Next-Gen Terminals

Dec 18, 2021

The terminal is as old as the computer and largely hasn't changed. It's where developers send commands to their machine (or remote machines) – you might hear it called the command line. But the terminal is text-only: no images, no rich text, no functionality that hooks into modern development workflows.

*The terminal that you use on your computer isn't technically a terminal, it's a teletype emulator (TTY), or a pseudo-teletype (PTY). Technically, a terminal refers to the actual hardware device. The go-to technical explanation is The TTY Demystified.

The terminal isn't going away anytime soon. Even IDEs all include an integrated terminal. There's a whole host of startups and open-source projects thinking up what the next-generation terminal looks like. Here's a few categories.

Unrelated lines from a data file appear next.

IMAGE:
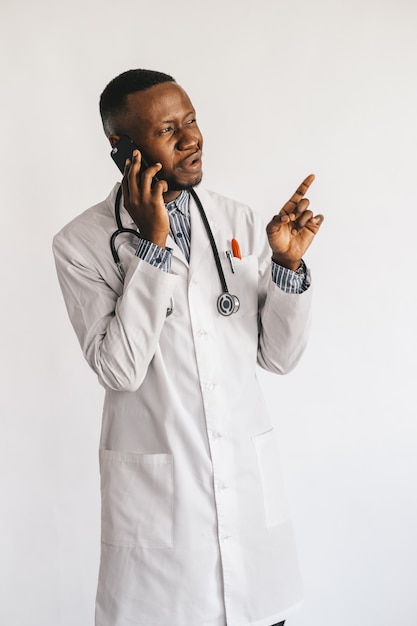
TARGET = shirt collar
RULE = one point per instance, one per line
(181, 204)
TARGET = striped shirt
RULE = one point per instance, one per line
(180, 231)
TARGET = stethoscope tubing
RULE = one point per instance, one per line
(227, 303)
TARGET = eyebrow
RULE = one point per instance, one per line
(173, 121)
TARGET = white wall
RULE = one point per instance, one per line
(283, 88)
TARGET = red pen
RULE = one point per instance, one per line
(236, 249)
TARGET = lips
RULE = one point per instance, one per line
(192, 162)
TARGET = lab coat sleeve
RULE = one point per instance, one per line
(284, 319)
(118, 333)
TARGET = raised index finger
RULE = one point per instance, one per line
(302, 189)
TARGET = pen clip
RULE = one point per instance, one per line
(236, 249)
(230, 257)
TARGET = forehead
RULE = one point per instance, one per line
(158, 104)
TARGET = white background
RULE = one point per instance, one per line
(282, 88)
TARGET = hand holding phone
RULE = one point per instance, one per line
(143, 200)
(123, 150)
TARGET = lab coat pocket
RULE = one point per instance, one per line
(137, 492)
(275, 502)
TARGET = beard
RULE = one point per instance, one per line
(177, 185)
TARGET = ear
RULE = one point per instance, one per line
(113, 140)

GPU-accelerated terminal emulators. Alacritty was the first I heard of to target performance and speed by using the GPU. Performance of the terminal isn't an obviously critical feature – some terminals slow down framerates intentionally to save resources for actually doing the computation. Probably why these projects haven't seen that much adoption.

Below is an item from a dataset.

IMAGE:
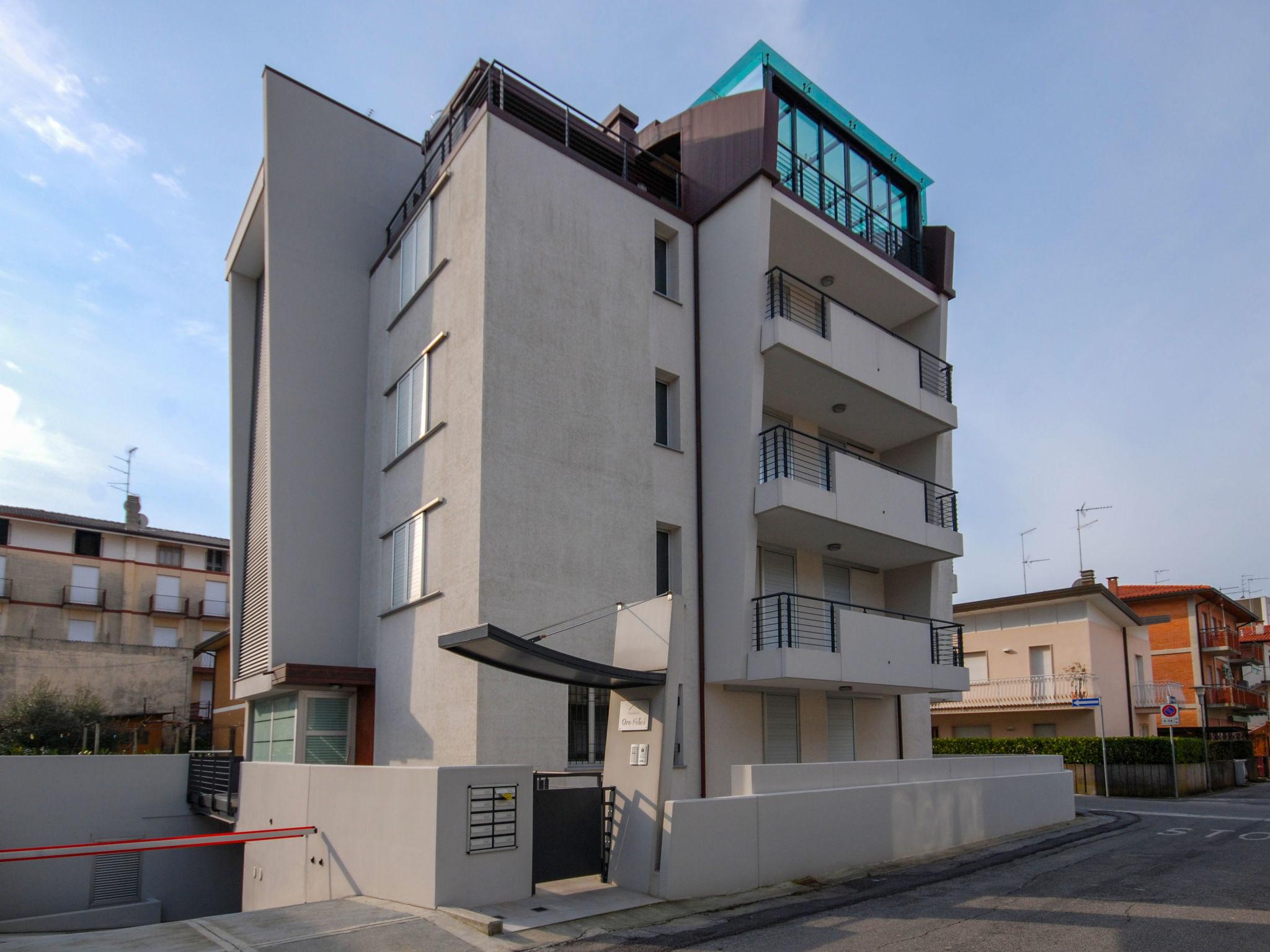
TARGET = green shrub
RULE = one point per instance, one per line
(1089, 751)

Touch gestures / WebRTC-sharing. Some developers are trying to use touch devices to code. I haven't really tried it, so I'm not going to knock it, but I enjoy having my physical keyboard. There's even more purpose-built terminals for iPads and iPhones, but here's two that I've seen recently.

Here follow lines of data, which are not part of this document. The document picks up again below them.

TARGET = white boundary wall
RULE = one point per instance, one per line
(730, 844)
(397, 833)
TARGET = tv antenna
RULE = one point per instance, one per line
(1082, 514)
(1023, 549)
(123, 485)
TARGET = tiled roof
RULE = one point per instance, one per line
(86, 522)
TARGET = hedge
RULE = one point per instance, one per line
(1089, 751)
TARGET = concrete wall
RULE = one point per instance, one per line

Autocomplete / Feature Enhancements. Some of these provide basic features that don't come with the minimal terminal emulators on Linux or macOS. On Windows, the new Windows Terminal is actually pretty awesome (and my go-to on that OS). Tabs, rich text, configurability, and styling to name a few – alongside a minimal UI that just makes sense.

Web. Finally, there's some web-based terminals, but Xterm.js is most popular (and best in my opinion). I think that this is the most underrated and exciting category, especially as IDEs and shells move to the browser.